Did senior management at CDC or in Washington rush them to get their test out the door in fewer than three weeks after the virus genome was announced in mid-January? Did the test’s PhD developers try to resist a premature release while not yet satisfied all necessary quality controls and validations were completed?
Were their development efforts hampered by years of PhD attrition and turnover, and current limitations in staffing, overtime, space for segregating processes, equipment, contracts, or other needed resources to complete their effort? In contrast to Trumanesque responsibility, will we see blame for the initial test deflected to CDC’s Respiratory Viruses Branch and other boxes sited quite low in the Federal organizational chart?
“Did protectionist pressures or scientific pride favor ‘our own’ tests … ?”
On April 9th, National Public Radio questioned the CDC director about problems with the test; his answers were non-responsive. Asked why the administration did not pursue simultaneously the “German test” (pp. 60–72 of 80), distributed early and widely by the World Health Organization, he deflected to the Food and Drug Administration. FDA has yet to provide answers. Did protectionist pressures or scientific pride favor “our own” tests, as the U.S. and France once fought in the 1980s over rival claims of ownership and royalties for HIV testing?
Challenges for Genetic Tests
Developing genetic tests by polymerase chain reaction (PCR) is challenging and takes time to get right. To minimize false-positive results, vials, equipment, and entire laboratories must all be kept scrupulously clean to avoid cross-contamination, which also applies to where specimens are collected from patients.
One of us, in developing the world’s first genetic test for HIV barred janitors from his CDC lab, so that he himself could carefully mop the floors and wipe surfaces to avoid stray virus genes wafting into the testing process. That test took many months for quality control and validation. Once ready, it finally permitted early diagnosis of infants born to HIV-positive mothers, and provided evidence that a Florida dentist with AIDS transmitted HIV to his patients.
CDC has long experience inventing diagnostic tests for numerous infectious diseases. Some are performed in-house as a reference service for its partners in state and local public health labs. Or it furnishes reagents and instructions to the partners themselves to test using their existing “low-throughput” machines.
Responsibility for Recruiting Industry
But the agency is not staffed nor equipped to customize processes, oversee reagent mass production, nor validate the proprietary, highly-automated systems made by outfits like Roche, Abbott, and Cepheid that are essential for the huge numbers of tests needed for a pandemic. Such machines are found in large, centralized clinical laboratories that, if sufficiently staffed around the clock, could perform a few thousand of such tests daily.
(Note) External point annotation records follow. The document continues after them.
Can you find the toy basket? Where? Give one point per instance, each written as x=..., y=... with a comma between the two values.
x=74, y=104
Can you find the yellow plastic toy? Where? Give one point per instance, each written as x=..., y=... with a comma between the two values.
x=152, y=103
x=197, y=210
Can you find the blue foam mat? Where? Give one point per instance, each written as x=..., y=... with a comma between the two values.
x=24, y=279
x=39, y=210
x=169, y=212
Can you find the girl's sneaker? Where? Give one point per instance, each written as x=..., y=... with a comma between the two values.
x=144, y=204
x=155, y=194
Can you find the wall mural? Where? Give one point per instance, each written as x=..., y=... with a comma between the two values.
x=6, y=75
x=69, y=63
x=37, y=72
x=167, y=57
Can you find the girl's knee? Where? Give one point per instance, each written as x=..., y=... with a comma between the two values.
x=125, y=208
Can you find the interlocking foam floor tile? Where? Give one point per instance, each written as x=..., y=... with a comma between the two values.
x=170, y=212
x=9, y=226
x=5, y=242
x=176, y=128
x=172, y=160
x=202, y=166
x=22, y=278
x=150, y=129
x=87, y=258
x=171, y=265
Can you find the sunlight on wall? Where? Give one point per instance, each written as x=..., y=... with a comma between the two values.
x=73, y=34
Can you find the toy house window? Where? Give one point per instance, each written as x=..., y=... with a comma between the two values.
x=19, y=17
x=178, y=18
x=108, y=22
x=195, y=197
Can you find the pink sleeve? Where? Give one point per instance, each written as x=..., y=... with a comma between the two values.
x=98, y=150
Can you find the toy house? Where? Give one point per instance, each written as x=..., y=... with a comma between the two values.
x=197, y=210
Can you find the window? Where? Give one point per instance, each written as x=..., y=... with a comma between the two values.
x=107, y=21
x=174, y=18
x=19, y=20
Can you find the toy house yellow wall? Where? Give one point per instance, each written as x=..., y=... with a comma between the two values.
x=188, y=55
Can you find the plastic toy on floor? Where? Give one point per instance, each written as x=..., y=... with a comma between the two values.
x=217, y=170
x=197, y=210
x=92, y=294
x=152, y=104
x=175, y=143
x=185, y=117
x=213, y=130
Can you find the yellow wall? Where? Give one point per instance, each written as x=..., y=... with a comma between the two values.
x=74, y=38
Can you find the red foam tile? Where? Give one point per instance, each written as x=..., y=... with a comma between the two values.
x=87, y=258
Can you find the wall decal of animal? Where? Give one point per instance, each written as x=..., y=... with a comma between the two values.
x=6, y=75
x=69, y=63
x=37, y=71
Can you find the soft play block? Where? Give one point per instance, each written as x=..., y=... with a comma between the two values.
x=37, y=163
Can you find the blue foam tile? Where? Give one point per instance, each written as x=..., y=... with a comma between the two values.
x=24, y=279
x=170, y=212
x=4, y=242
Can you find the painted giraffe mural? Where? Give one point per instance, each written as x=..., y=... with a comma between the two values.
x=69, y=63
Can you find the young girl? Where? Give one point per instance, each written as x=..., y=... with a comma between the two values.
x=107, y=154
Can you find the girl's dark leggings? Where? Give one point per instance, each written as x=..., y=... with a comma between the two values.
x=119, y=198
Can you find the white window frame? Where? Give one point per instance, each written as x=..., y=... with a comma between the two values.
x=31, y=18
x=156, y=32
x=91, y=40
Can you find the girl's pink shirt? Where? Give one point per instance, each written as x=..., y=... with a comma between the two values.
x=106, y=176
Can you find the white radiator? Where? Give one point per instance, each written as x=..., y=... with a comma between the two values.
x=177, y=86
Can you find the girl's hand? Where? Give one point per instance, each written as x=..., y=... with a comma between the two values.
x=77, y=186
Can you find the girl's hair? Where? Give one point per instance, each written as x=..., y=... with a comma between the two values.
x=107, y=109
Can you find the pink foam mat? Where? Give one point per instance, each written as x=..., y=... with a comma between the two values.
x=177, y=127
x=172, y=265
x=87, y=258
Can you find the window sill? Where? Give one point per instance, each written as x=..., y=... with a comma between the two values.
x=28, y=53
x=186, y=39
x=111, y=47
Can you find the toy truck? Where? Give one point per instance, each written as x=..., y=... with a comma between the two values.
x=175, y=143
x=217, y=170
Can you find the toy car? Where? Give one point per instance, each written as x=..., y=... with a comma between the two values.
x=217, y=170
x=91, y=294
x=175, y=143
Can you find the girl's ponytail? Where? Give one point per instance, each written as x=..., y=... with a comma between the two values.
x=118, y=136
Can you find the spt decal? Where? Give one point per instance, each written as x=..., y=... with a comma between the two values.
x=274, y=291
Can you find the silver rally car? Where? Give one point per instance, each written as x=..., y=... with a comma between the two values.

CDC awareness of the threat of spread from China prompted it to activate its emergency operations center on January 20th. That is when a national-level incident-command system should have been activated in Washington. One early task of such an ICS would have been to reach out in January, not March, to industrial collaborators to prepare for the predicted massive need of tests. In 2014, a prompt, government-wide effort coordinated the Ebola response that successfully kept that epidemic in Africa.
Accuracy in Testing
One critical issue about testing barely mentioned at White House briefings is that none of the many genetic tests to diagnose active infection in the U.S., or even others listed early by WHO, have yet to have any published studies of their accuracy in actual field use.
Such studies measure how well specimens collected in the real world and tested in typical clinical labs correctly identify true infection, termed “sensitivity” (100% means all truly infected are detected — i.e., no false-negative results). The converse measure is of true non-infection, “specificity” (100% means all truly uninfected are deemed so — i.e., no false positives). (For technical explanation, search these quoted terms and “PPV” and “NPV”.)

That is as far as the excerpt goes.